Nucléaire iranien: recherche accord désespérément
Les discussions sur le nucléaire iranien ont repris - sans les Américains. Un défi majeur pour les Européens.
La renégociation avec l'Iran a recommencé, à Genève, avec l'ardente obligation de durer moins longtemps que la fois précédente - il avait fallu douze ans pour parvenir à l'accord du 14 juillet 2015, formalisé sous le nom de JCPOA (Joint Comprehensive Plan of Action, Plan d'Action Global commun).
Or, face à Téhéran, les pays concernés - Russie, Chine, France, Royaume-Uni et Allemagne - se retrouvent dans un contexte complètement différent.
It doesn't look good, and Iran is in a pissy mood.
L'aveuglement de Trump
L'Iran, avec lequel "les négociations sont extrêmement dures", selon l'aveu même d'un diplomate russe chevronné, fait sciemment monter la pression en laissant croire à un compte à rebours fatal.
Le négociateur, le roué ministre des Affaires Etrangères, Mohammad Javad Zarif, est porteur d'une feuille de route très complexe.
Que Donald Trump ne veut visiblement pas comprendre.
Le président américain a affirmé sans sourciller : "L'Iran n'est plus le pays qu'il était il y a quelques mois. Il y a là-bas un tout autre groupe de leaders".
Avec sa finesse habituelle, il a ajouté : "Ils ne regardent plus vers la Méditerranée autant qu'avant... Ils sont moins portés sur ce qui se passe en Syrie, sur ce qui se passe au Yémen et sur beaucoup d'autres endroits".
En l'occurrence, c'est exactement l'inverse.
Un mouvement avait été initié à la faveur du JCPOA ; l'année 2017 s'était soldée par un taux de croissance économique de près de 10%.
De nombreux modérés commençaient à en tirer profit pour contrer les conservateurs, toujours vent debout contre l'accord de 2015.
C'est ce mouvement-là qui s'arrête.
Pour le reste, le régime poursuit inexorablement ses menées extérieures.

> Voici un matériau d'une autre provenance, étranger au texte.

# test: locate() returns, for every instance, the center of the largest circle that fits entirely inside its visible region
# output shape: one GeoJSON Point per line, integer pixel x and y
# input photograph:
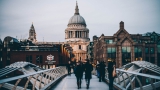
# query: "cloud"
{"type": "Point", "coordinates": [50, 17]}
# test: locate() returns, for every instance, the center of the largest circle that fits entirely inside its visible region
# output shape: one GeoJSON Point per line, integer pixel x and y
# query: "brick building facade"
{"type": "Point", "coordinates": [123, 47]}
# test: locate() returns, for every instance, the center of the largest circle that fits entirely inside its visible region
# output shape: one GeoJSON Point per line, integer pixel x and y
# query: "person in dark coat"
{"type": "Point", "coordinates": [102, 71]}
{"type": "Point", "coordinates": [98, 68]}
{"type": "Point", "coordinates": [88, 75]}
{"type": "Point", "coordinates": [78, 70]}
{"type": "Point", "coordinates": [69, 67]}
{"type": "Point", "coordinates": [111, 66]}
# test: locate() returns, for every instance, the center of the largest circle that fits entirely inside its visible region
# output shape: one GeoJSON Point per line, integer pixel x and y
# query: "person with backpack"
{"type": "Point", "coordinates": [102, 71]}
{"type": "Point", "coordinates": [111, 68]}
{"type": "Point", "coordinates": [98, 69]}
{"type": "Point", "coordinates": [88, 75]}
{"type": "Point", "coordinates": [78, 71]}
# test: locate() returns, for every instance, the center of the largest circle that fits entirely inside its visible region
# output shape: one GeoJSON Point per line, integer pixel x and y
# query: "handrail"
{"type": "Point", "coordinates": [123, 82]}
{"type": "Point", "coordinates": [43, 78]}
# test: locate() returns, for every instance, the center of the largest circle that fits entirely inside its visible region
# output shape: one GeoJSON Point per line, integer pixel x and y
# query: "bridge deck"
{"type": "Point", "coordinates": [69, 83]}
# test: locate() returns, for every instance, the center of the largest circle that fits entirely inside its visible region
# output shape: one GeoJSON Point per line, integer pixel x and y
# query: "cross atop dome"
{"type": "Point", "coordinates": [76, 10]}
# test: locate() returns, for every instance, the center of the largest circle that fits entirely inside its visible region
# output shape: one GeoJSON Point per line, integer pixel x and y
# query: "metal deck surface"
{"type": "Point", "coordinates": [69, 83]}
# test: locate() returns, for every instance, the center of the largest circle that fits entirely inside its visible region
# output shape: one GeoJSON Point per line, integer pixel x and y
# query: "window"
{"type": "Point", "coordinates": [146, 50]}
{"type": "Point", "coordinates": [29, 58]}
{"type": "Point", "coordinates": [39, 59]}
{"type": "Point", "coordinates": [111, 53]}
{"type": "Point", "coordinates": [152, 50]}
{"type": "Point", "coordinates": [109, 41]}
{"type": "Point", "coordinates": [158, 47]}
{"type": "Point", "coordinates": [79, 46]}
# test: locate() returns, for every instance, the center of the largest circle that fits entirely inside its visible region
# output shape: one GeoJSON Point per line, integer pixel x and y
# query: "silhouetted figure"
{"type": "Point", "coordinates": [102, 71]}
{"type": "Point", "coordinates": [69, 66]}
{"type": "Point", "coordinates": [111, 66]}
{"type": "Point", "coordinates": [78, 70]}
{"type": "Point", "coordinates": [88, 75]}
{"type": "Point", "coordinates": [98, 68]}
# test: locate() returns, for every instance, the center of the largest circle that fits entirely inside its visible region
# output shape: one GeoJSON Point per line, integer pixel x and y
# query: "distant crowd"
{"type": "Point", "coordinates": [80, 67]}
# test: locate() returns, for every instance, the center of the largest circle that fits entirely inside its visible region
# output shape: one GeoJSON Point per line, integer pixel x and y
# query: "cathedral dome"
{"type": "Point", "coordinates": [77, 19]}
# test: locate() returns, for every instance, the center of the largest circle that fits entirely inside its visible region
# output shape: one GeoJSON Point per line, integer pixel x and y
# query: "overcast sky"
{"type": "Point", "coordinates": [50, 17]}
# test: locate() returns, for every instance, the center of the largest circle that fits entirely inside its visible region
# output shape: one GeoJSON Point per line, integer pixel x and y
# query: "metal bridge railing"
{"type": "Point", "coordinates": [128, 80]}
{"type": "Point", "coordinates": [40, 80]}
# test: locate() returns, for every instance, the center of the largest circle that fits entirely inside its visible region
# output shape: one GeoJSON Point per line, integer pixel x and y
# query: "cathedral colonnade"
{"type": "Point", "coordinates": [77, 34]}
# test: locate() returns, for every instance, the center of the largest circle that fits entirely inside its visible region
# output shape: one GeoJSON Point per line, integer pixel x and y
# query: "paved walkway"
{"type": "Point", "coordinates": [69, 83]}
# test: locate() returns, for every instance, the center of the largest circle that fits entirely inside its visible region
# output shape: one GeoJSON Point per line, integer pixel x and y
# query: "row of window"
{"type": "Point", "coordinates": [39, 59]}
{"type": "Point", "coordinates": [136, 50]}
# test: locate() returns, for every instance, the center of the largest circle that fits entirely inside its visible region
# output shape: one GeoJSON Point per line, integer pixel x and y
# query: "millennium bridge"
{"type": "Point", "coordinates": [137, 75]}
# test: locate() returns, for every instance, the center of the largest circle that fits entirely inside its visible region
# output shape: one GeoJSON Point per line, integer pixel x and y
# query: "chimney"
{"type": "Point", "coordinates": [121, 25]}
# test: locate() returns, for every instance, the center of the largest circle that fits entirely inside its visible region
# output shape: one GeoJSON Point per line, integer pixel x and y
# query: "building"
{"type": "Point", "coordinates": [123, 47]}
{"type": "Point", "coordinates": [77, 36]}
{"type": "Point", "coordinates": [44, 55]}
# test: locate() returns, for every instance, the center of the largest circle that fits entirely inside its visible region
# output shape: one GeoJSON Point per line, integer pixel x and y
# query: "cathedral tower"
{"type": "Point", "coordinates": [77, 36]}
{"type": "Point", "coordinates": [32, 34]}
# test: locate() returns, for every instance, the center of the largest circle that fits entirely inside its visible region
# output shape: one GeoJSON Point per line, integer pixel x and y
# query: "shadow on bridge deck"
{"type": "Point", "coordinates": [69, 83]}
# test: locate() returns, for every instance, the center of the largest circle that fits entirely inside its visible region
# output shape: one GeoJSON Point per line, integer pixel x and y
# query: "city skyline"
{"type": "Point", "coordinates": [50, 18]}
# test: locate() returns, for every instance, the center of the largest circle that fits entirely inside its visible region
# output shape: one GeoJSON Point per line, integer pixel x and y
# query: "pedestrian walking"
{"type": "Point", "coordinates": [88, 75]}
{"type": "Point", "coordinates": [97, 69]}
{"type": "Point", "coordinates": [78, 73]}
{"type": "Point", "coordinates": [111, 68]}
{"type": "Point", "coordinates": [102, 71]}
{"type": "Point", "coordinates": [69, 66]}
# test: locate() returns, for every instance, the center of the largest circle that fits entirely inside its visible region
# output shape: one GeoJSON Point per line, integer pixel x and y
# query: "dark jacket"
{"type": "Point", "coordinates": [88, 70]}
{"type": "Point", "coordinates": [98, 67]}
{"type": "Point", "coordinates": [110, 69]}
{"type": "Point", "coordinates": [68, 66]}
{"type": "Point", "coordinates": [78, 70]}
{"type": "Point", "coordinates": [102, 68]}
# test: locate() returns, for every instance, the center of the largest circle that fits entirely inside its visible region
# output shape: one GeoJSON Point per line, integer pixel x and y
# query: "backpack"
{"type": "Point", "coordinates": [75, 68]}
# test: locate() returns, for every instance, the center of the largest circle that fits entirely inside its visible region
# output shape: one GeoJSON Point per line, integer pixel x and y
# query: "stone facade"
{"type": "Point", "coordinates": [32, 34]}
{"type": "Point", "coordinates": [77, 36]}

Hossein Salami, un des commandants des Gardiens de la Révolution, le corps d'élite du camp des durs, a estimé le mois dernier que le Hezbollah, allié indéfectible de l'Iran au Liban, disposait maintenant de 100 000 missiles prêts à détruire Israël.
Le pouvoir des mollah se raidit
Le Guide Suprême Ali Khamenei, dont le pouvoir se situe au-dessus de celui du président, Hassan Rohani, vient de déclarer qu'Israël est toujours une "tumeur cancéreuse".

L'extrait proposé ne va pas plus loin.